NDRG2 promotes myoblast proliferation and caspase 3/7 activities during differentiation, and attenuates hydrogen peroxide - But not palmitate-induced toxicity

FEBS Open Bio. 2015 Aug 7:5:668-81. doi: 10.1016/j.fob.2015.08.001. eCollection 2015.

Abstract

The function of the stress-responsive N-myc downstream-regulated gene 2 (NDRG2) in the control of myoblast growth, and the amino acids contributing to its function, are not well characterized. Here, we investigated the effect of increased NDRG2 levels on the proliferation, differentiation and apoptosis in skeletal muscle cells under basal and stress conditions. NDRG2 overexpression increased C2C12 myoblast proliferation and the expression of positive cell cycle regulators, cdk2, cyclin B and cyclin D, and phosphorylation of Rb, while the serine/threonine-deficient NDRG2, 3A-NDRG2, had less effect. The onset of differentiation was enhanced by NDRG2 as determined through the myogenic regulatory factor expression profiles and myocyte fusion index.
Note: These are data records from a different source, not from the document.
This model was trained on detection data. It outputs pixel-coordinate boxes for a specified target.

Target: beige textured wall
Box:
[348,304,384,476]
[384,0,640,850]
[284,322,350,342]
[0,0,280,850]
However, the overall level of differentiation in myotubes was not different. While NDRG2 up-regulated caspase 3/7 activities during differentiation, no increase in apoptosis was measured by TUNEL assay or through cleavage of caspase 3 and PARP proteins. During H2O2 treatment to induce oxidative stress, NDRG2 helped protect against the loss of proliferation and ER stress as measured by GRP78 expression with 3A-NDRG2 displaying less protection. NDRG2 also attenuated apoptosis by reducing cleavage of PARP and caspase 3 and expression of pro-apoptotic Bax while enhancing the pro-survival Bcl-2 and Bcl-xL levels. In contrast, Mcl-1 was not altered, and NDRG2 did not protect against palmitate-induced lipotoxicity. Our findings show that NDRG2 overexpression increases myoblast proliferation and caspase 3/7 activities without increasing overall differentiation. Furthermore, NDRG2 attenuates H2O2-induced oxidative stress and specific serine and threonine amino acid residues appear to contribute to its function in muscle cells.

Keywords: Acta1, skeletal muscle alpha-actin; Akt, thymoma viral proto-oncogene; Apoptosis; Bax, Bcl-2-associated X protein; Bcl-2, B cell leukemia/lymphoma 2; Bcl-xL, Bcl-2-like 1; Caspase, apoptosis-related cysteine peptidase; Cdk, cyclin-dependent kinase; Ckm, muscle creatine kinase; Differentiation; ER stress; ER, endoplasmic reticulum; GRP78, glucose-regulated protein 78; H2O2, hydrogen peroxide; Lipotoxicity; MRFs, myogenic regulatory factors; Mcl-1, myeloid cell leukemia 1; Myf5, myogenic factor 5; Myh7, myosin, heavy polypeptide 7; MyoD, myogenic differentiation; Myoblast; Myotube; NDRG2; NDRG2, N-myc downstream-regulated gene 2; Oxidative stress; PA, palmitate; PARP, poly (ADP-ribose) polymerase family, member; PKCθ, protein kinase C theta; Proliferation; Rb, retinoblastoma; SGK1, serum- and glucocorticoid-inducible kinase 1; p21, p21 waf1/cip1; p27, p27 kip1.